Estimating the relevance of a specific tag with respect to the visual content of a given image and video has become the key problem in order to have reliable and objective tags. With video tag localization is also required to index and access video content properly. In this paper, we present a data-driven approach for automatic video annotation by expanding the original tags through images retrieved from photo-sharing website, like Flickr, and search engines such as Google or Bing. Compared to previous approaches that require training classifiers for each tag, our approach has few parameters and permits open vocabulary.
Last friday I visited Fei-Fei Li’s Vision Lab at Stanford University and I had the pleasure of giving a very informal talk on our ongoing works on social media annotation. The slides of the talk are available online.
Our ICME 2013 paper “An evaluation of nearest-neighbor methods for tag refinement” by Tiberio Uricchio, Lamberto Ballan, Marco Bertini and Alberto Del Bimbo is now available online.
The success of media sharing and social networks has led to the availability of extremely large quantities of images that are tagged by users. The need of methods to manage efficiently and effectively the combination of media and metadata poses significant challenges. In particular, automatic image annotation of social images has become an important research topic for the multimedia community.
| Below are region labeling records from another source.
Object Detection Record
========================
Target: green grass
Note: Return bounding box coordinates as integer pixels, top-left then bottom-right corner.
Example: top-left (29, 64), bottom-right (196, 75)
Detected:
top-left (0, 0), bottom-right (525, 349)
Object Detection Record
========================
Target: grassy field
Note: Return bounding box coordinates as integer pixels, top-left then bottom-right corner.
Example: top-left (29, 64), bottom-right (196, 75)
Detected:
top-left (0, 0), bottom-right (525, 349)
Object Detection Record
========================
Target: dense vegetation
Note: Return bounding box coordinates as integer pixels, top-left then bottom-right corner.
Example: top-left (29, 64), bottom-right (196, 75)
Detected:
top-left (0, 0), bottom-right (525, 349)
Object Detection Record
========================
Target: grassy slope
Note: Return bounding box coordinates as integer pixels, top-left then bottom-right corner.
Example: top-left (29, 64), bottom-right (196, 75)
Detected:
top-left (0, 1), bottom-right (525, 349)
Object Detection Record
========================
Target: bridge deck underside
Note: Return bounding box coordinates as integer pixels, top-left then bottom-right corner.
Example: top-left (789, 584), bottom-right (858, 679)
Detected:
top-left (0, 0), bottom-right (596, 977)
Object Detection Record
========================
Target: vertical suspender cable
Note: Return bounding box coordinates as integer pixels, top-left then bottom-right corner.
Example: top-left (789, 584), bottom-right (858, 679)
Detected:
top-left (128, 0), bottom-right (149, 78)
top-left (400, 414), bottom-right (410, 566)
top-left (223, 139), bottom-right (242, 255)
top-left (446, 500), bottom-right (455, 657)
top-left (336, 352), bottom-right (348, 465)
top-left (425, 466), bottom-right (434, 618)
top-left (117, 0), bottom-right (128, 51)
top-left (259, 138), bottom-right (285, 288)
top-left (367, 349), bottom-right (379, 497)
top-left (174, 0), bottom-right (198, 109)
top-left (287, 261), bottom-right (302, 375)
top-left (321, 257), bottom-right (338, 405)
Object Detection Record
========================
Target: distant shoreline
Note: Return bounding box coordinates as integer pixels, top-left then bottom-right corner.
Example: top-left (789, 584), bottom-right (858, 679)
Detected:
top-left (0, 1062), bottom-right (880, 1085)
In this paper we propose and thoroughly evaluate the use of nearest-neighbor methods for tag refinement and we report an extensive and rigorous evaluation using two standard large-scale datasets.
Our paper “Combining Generative and Discriminative Models for Classifying Social Images from 101 Object Categories” has been accepted at ICPR’12. We use a hybrid generative-discriminative approach (LDA + SVM with non-linear kernels) over several visual descriptors (SIFT, GIST, colorSIFT).
A major contribution of our work is also the introduction of a novel dataset, called MICC-Flickr101, based on the popular Caltech 101 and collected from Flickr. We demonstrate the effectiveness and efficiency of our method testing it on both datasets, and we evaluate the impact of combining image features and tags for object recognition.